The best-selling book on the Israel/Palestine conflict, My Israel Question - on Jewish identity, the Zionist lobby, reporting from Palestine and future Middle East directions - was released by Melbourne University Press in 2006. A new, updated edition was released in 2007 (and reprinted again in 2008). The book was short-listed for the 2007 NSW Premier's Literary Award. Another fully updated, third edition was published in 2009. It was released in all e-book formats in 2011. An updated and translated edition was published in Arabic in 2012.

Osama’s Book Club

My latest column for New Matilda discusses the ever-worsening state of free and open debate in the West:

“Osama bin Laden’s most recent message contained any number of fascinating insights into the elusive al-Qaeda leader. Not least was his recommendation of a book, “Rogue State”, by Washington DC writer William Blum. ‘If Bush carries on with his lies and oppression, it would be useful for you to read Rogue State,’ bin Laden said.

“Blum, a former employee of the US State Department, has spent much of his life railing against the American Empire and its brutal suppression of democracy around the world. It is a largely hidden history and includes support for Middle Eastern dictators, overthrowing democratically elected governments, favouring the Israelis over Palestinians, and bullying any number of nations into accepting military bases.”

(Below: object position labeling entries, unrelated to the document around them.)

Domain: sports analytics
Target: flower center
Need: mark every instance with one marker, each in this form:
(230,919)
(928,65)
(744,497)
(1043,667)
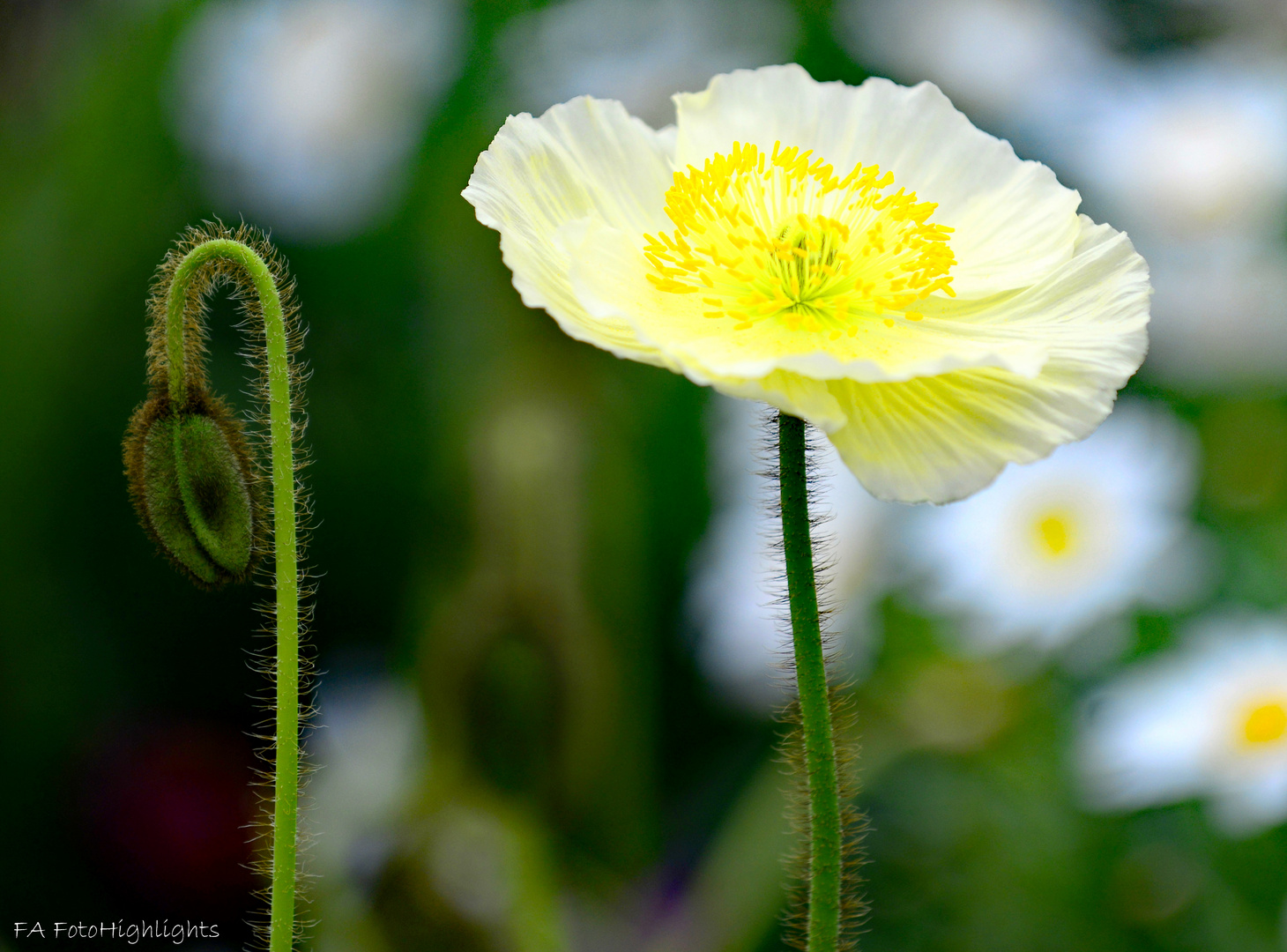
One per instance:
(1054,534)
(781,237)
(1265,723)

My New Matilda archive is here.

  • RHRoss

    In regard to Osama Bin Laden, there's an interesting site: which has been set up by a group of academics in the US to counter the 'lies' about what happened.One of the things they talk about is the fact that after 9/11, on two occasions, Bin Laden denied involvement in the attack. The US Government pressured the media not to carry these statements.

  • Wombat

    I recall one of those denials too. And the video where he makes reference to his onvolvement in 911 has been exposed as a crude forgery anyway.

  • Progressive Atheist

    Bin Laden did not plant the explosives in the WTC buildings which brought them down in a free fall manner. Nor did he bring down WTC7 on the afternoon of September 11, which fell in the same manner.Bin Laden was also not responsible for having the military jets stand down which could have prevented the planes from slamming into the WTC buildings and the Pentagon.

  • leftvegdrunk

    Blum is terrific, and deserves a wider readership. Oddly enough, an Afghan fella I worked with a couple of years ago was an avid reader of Blum's books and newsletter.I wonder how many Pentagon and miltary types will take Osama's advice and read Blum in an effort to see what all of the fuss in the "third world" is all about.

  • Edward Mariyani-Squi

    Was listening to a US "Usama Expert" the other day on ABC Radio National, and he was absolutely certain that he was hanging out, with the proverbial side-kick or two, in the proverbial cave in the proverbial mountains on the proverbial border of Afghanistan and Pakistan.How the hell does one get hold of a New York Times best seller list, and then get hold of one of the books on that list? What does Ussie do? Waltz on down to the local Dymocks at Cave No.5, Cave Rd, Cavesville?

  • HisHineness

    "Bin Laden did not plant the explosives in the WTC buildings which brought them down in a free fall manner."The hits just keep coming from progressive atheist.